\documentclass[11pt,twoside]{scrartcl}
%\documentclass[11pt,twoside]{article}
%opening
\newcommand{\lecid}{15-316}
\newcommand{\leccourse}{Software Foundations of Security and Privacy}
\newcommand{\lecdate}{} %e.g. {October 21, 2013}
\newcommand{\lecnum}{18}
\newcommand{\lectitle}{Safety and Information Flow on the Web: II}
\newcommand{\lecturer}{Matt Fredrikson}
\newcommand{\lecurl}{https://15316-cmu.github.io/index}
\usepackage{varwidth}
\usepackage{lecnotes}
\usepackage[irlabel]{bugcatch}
\usepackage{tikz}
\usetikzlibrary{automata,shapes,positioning,matrix,shapes.callouts,decorations.text,patterns,decorations.pathreplacing,matrix,arrows,chains,calc}
% \usepackage[bracketinterpret,seqinfers,sidenotecalculus]{logic}
% \newcommand{\I}{\interpretation[const=I]}
% \newcommand{\bebecomes}{\mathrel{::=}}
% \newcommand{\alternative}{~|~}
% \newcommand{\asfml}{F}
% \newcommand{\bsfml}{G}
% \newcommand{\cusfml}{C}
% \def\sqsubseteqftrule{L}%
% \def\rightrule{R}%
\begin{document}
\newcommand{\atrace}{\omega}%
%% the standard interpretation naming conventions
\newcommand{\stdI}{\dTLint[state=\omega]}%
\newcommand{\Ip}{\dTLint[trace=\atrace]}%
\newcommand{\ws}{\omega}\newcommand{\wt}{\nu}%
\newdimen{\linferenceRulehskipamount}
\linferenceRulehskipamount=2em
\linferenceRulevskipamount=0.6em
% \newcommand{\lowt}{\lowsec}
% \newcommand{\hight}{\hisec}
\lstdefinestyle{customc}{
belowcaptionskip=1\baselineskip,
breaklines=true,
language=C,
showstringspaces=false,
numbers=none,
% xleftmargin=1ex,
framexleftmargin=1ex,
% numbersep=5pt,
% numberstyle=\tiny\color{mygray},
basicstyle=\footnotesize\ttfamily,
keywordstyle=\color{blue},
commentstyle=\itshape\color{purple!40!black},
stringstyle=\color{orange},
morekeywords={output,assume,observe,input,bool,then,fun,match,in,val,list,type,of,string,unit,let,bytes,mov,imul,add,sar,shr,function,forall,nat,requires,ensures,method,returns,assert,new,array,modifies,reads,old,predicate,lemma,seq,calc,nan,var,exists,invariant,decreases,datatype,declassify,uint8},
tabsize=2,
deletestring=[b]',
backgroundcolor=\color{gray!15},
frame=tb
}
\lstset{escapechar=@,style=customc}
\maketitle
\thispagestyle{empty}
%%%%%%%%%%%%%%%%%%%%%%%%%%%%%%%%%%%%%%%%%%%%%%
\section{Introduction}
In the previous lecture we started discussing web applications, and covered a fair bit of ground regarding the platform and conventions.

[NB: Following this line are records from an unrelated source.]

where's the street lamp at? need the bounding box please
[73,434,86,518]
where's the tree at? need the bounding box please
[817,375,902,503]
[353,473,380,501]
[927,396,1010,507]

At the very end of the lecture, we hinted at a class of \emph{code injection} vulnerabilities that arise when untrusted inputs are used by the server side to compute responses. Today we will describe these vulnerabilities in greater depth, and continue on to \emph{cross-site scripting} (XSS) and \emph{cross-site request forgery} (CSRF) attacks. Along the way we will describe several best practices that can be used to mitigate such vulnerabilities in practice.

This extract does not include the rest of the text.